This post is a followup to "When tears are not enough", that covered the withdrawal of the appeal by the Middlesex-Lambton Wind Action Group of the Renewable Energy Approval that had been awarded to Zephyr Farms. The appeal was being heard by the Environmental Review Tribunal. In a previous post, we showed the interpretations of what happened in the proceedings from MLWAG and from the counsel for Zephyr Farms.
In this post we'll quote from the Tribunals Decision.
The first part of the Decision covered the timing leading up the Decision. It's important to keep these dates in mind as context while reading the Decision.
2011Oct31 REA issued to Zephyr
2011Nov15 MLWAG filed appeal
2011dec15 Tribunal sets schedule
2011jan06 Deadline for initial discovery documents
2012jan13 MOE files motion requesting, among other things:
a. medical records for those claiming serious health effects
b. records of lawsuits brought by witnesses against
wind turbine operators
c. real estate records from witnesses alleging that
they were forced to sell or abandon
2012jan20 Tribunal orders that motion be heard in writing
2012feb02 Tribunal orders that:
a. Appellant provide documents in a,b,c by 2012feb09
b. Parties exchange all other documents and witness
statements by 2012feb16
c. Parties exchange any reply witness statements
2012feb21 Original date for commencement of hearing
2012feb29 Date of reasons for ERT Decision on MOE motion
After a preamble regarding which statutes cover the proceedings, the Tribunal covered three issues:
1. Whether the motion for production of documents be heard in writing:
The Tribunal ruled in favour of written submissions.
2. Whether the Director's Motion for production of documents pertaining to medical records for the witnesses who are claiming serious health effects due to proximity to wind turbines, information and records concerning any and all lawsuits filed by witnesses against wind turbine operators and all real estate records from those witnesses alleging that they were forced to sell or abandon their homes, should be granted.
Here are the relevant extractions from a long Decision:
.... Lay witnesses are only permitted to give testimony with respect to facts as they observe them and are not permitted to express opinions on medical diagnoses or the causes of disease. The usual way of presenting such evidence is through qualified medical experts who are familiar with the medical histories of the individuals and knowledgeable about the etiology of the diseases those individuals suffer from. To this extent, complete medical records of the Appellant's proposed witnesses would appear to be highly relevant to the Appellant's case. ....
....The Tribunal must balance the interests of all of the Parties, and, in light of the regulated timeline, the public interest in a fair and timely resolution of this appeal. Given these interests, the Tribunal finds that a lengthy adjournment to gather complete medical records for each witness is not appropriate. The Appellant knew of the time constraints on REA appeals when it filed its Notice of Appeal on November 15, 2011. More than two months later, it has provided no explanation for its inability to obtain a single medical record for any of the witnesses it proposes to call. According to the cross-examination of the affidavit of Ms. Croome by Counsel for the Director, as of January 23, 2012, it appears that the only records that have been requested by Counsel for the Appellant are records in the hands of the witnesses themselves and no request has been made for records directly from physicians; hospitals, or OHIP. ....
.... It seems difficult to believe that not one set of medical records has been obtained, or could have been obtained, by this point. ....
.... With respect to the Director's request that the Tribunal prohibit witnesses from testifying about their own health status, the Tribunal will not at this stage issue an order preventing lay witnesses from giving testimony as to symptoms they experience. The Tribunal will ultimately have to assess the relevance and weight of this testimony, but will not now preclude introduction of that evidence. ....

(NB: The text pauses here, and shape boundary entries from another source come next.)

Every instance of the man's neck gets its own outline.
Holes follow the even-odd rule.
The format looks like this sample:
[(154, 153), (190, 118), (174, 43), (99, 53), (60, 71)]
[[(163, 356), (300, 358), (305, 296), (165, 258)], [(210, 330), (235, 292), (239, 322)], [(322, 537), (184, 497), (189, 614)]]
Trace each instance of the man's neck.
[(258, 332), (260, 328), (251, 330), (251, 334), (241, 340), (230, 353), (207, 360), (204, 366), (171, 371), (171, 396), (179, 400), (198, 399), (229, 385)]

.... The Tribunal's direction to the Parties in its December 15, 2011 Order required, by January 6,2012, a summary of intended "evidence", that is, a summary of the evidence (factual and opinion) that each witness will testify about. It is not sufficient at this point, on the eve of the Hearing, to say only, for each of approximately 18 individuals, that he or she "lives in close proximity to an industrial wind turbine" project and has suffered "serious health effects". Specific, relevant facts, such as the location where each individual lives in relation to a turbine project, information about each wind turbine project, measured noise levels at each location, and the specific symptoms and particular medical conditions suffered by each individual, must be stated in the summary of evidence. ....
So, witnesses may be heard, but their evidence will be weighed by the facts supporting their claims. In other words, tears are not enough. In addition, those facts must be made available to the other counsel during discovery.
3. Whether the Tribunal should grant an order striking the Appellant's Witness List "B" as an abuse of process.
List "B" are the expert witnesses, most of whom had been called in the previous ERT hearing. The Tribunal ruled that they could be heard but only on issues relevant the this particular project and only on information that has become available since the last hearing. In other words, the Appellant could not re-litigate the previous hearing.